PaulHoule · 2026-02-11T20:55:58 1770843358

The technical report on YOShInOn is about 2 years overdue!

You mean the k-means for diversity or DBSCAN for duplicates? Either way it is about 10 lines of scikit-learn code. Send me an email.

benwills · 2026-02-11T21:12:41 1770844361

Both. Just sent an email. Thanks!

dewey · 2026-02-11T19:48:06 1770839286

That was partially the original promise of Fever, which is the API many RSS services still support and that somehow lives on.

Nuzzle did something similar for Twitter but shut down (https://daringfireball.net/linked/2021/05/05/nuzzel).

That would be a good addition to feed readers, especially for news feeds.

emschwartz · 2026-02-11T21:27:18 1770845238

You should try Scour (https://scour.ing)!

You specify your interests as free form text, it ranks articles by how closely they match, and you can consume your Scour feed as an RSS feed to read it in NNW.

Disclaimer: I’m the developer

71bw · 2026-02-12T13:44:52 1770903892

HSTS issue, can't access.

cosmic_cheese · 2026-02-11T19:37:07 1770838627

I haven't used it much but I think Iconfactory's Tapestry[0] does some of this.

[0]: https://usetapestry.com/

jillesvangurp · 2026-02-12T13:19:39 1770902379

I've been thinking of how to tackle that problem. It would require a bit of resources but nothing too crazy. Essentially new articles need to be indexed in some kind of vector search capable DB. That allows things like similarity grouping and a few other things. This is nothing new and exactly how things like Google News work. The difference here would be keeping the per user notion of subscribing only to things they care about.

If you do the embeddings calculation centrally, it becomes shared cost. Every new article gets analyzed only once for all users.

The rest then becomes providing a new view on your RSS feeds that leverages that. You could do a lot of the expensive stuff (vector comparisons) locally actually because most users only have hundreds/thousands of articles that they care about. So, simply download the embeddings for articles and do the comparisons/grouping locally.

This wouldn't be super hard to do. There are lots of OSS models that you can run locally as well. But they are kind of slow. So the trick is to amortize that over many users and share the burden.

The key challenge here is the finances. The centralized embeddings juggling gets costly quickly and you need a revenue model to finance that. That's why most of this stuff is happening by paywalls and staying kind of niche. All the "free" stuff is essentially ad sponsored.

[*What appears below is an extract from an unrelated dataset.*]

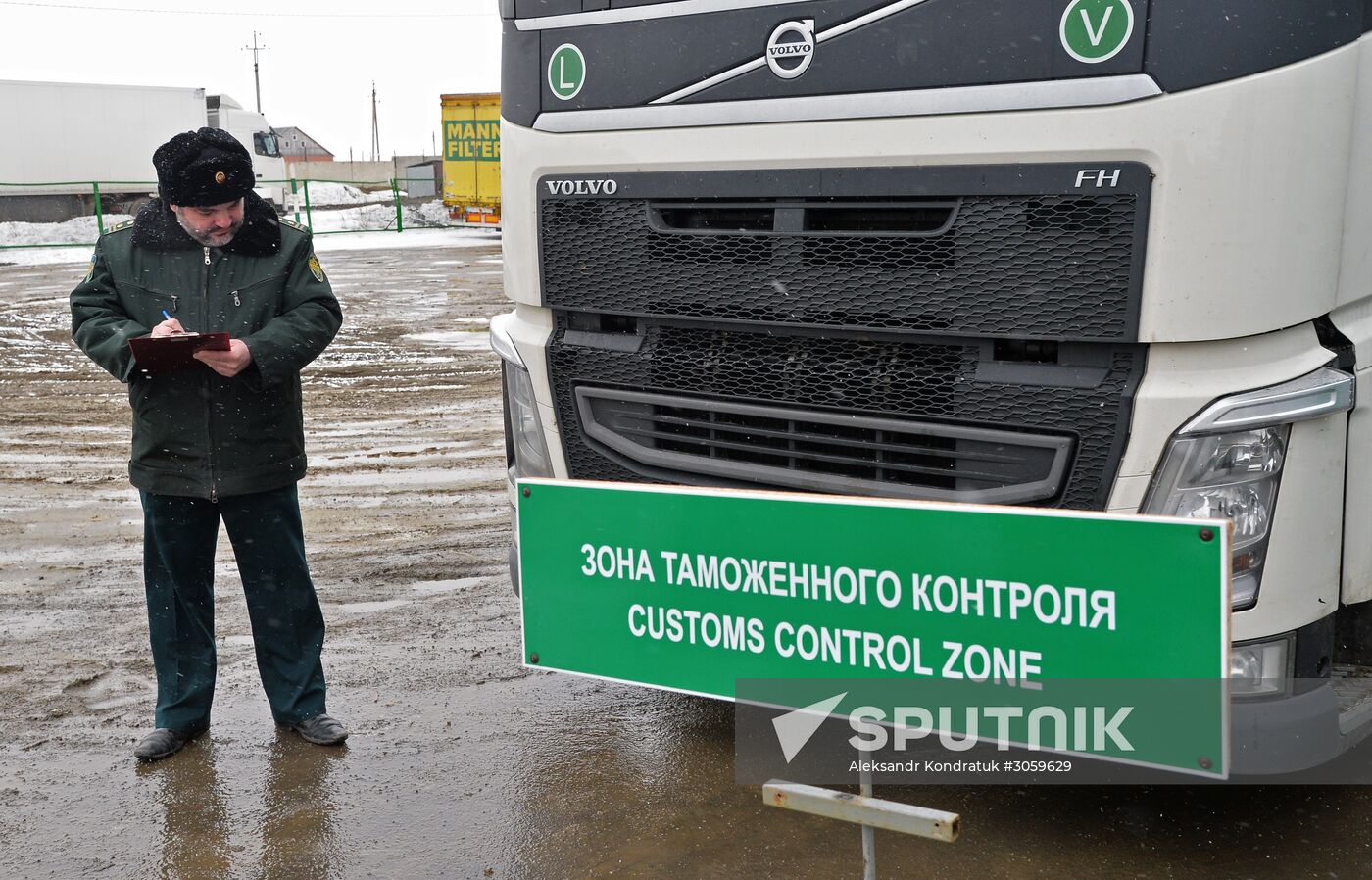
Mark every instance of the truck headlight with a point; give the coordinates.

But with some MCP layered on top and a few other bits and bobs, you could fairly easily implement an intelligent LLM based news agent that summarizes personalized news based on exactly your own preferences and news subscriptions. I haven't really seen anything like this done right. But we technically have all the OSS tech and models to do all of this now. It's just the compute cost that kills the use case.

If that could be decentralized bittorrent style, it wouldn't actually be that much of a burden. Given enough users, distributing say thousands of article updates per minute among tens/hundreds of thousands of readers means each of them expending maybe a couple of seconds of compute once in a while to calculate embeddings for articles that they are pulling that don't have embeddings yet. If you make that eventually consistent, it's not that big of a deal if you don't get embeddings for all the new stuff right away. And any finished embeddings could be uploaded and shared. Anything popular would quickly get embeddings. And you could make the point that publishers themselves could be providing embeddings as well for their own articles. Why not? If you only publish a handful of articles, the cost is next to nothing.

If I had more spare time, I might have a go at this. Sadly, I don't.

mmooss · 2026-02-12T18:34:12 1770921252

It's very interesting and thanks for laying out the issues.

One point I'd like to make: Grouping RSS feed items by similarity is much different than LLM summaries. In the former, I get the best (I can use economically), specific, expert human information, which is what I'm personally after; the latter keeps the economy but eliminates the value.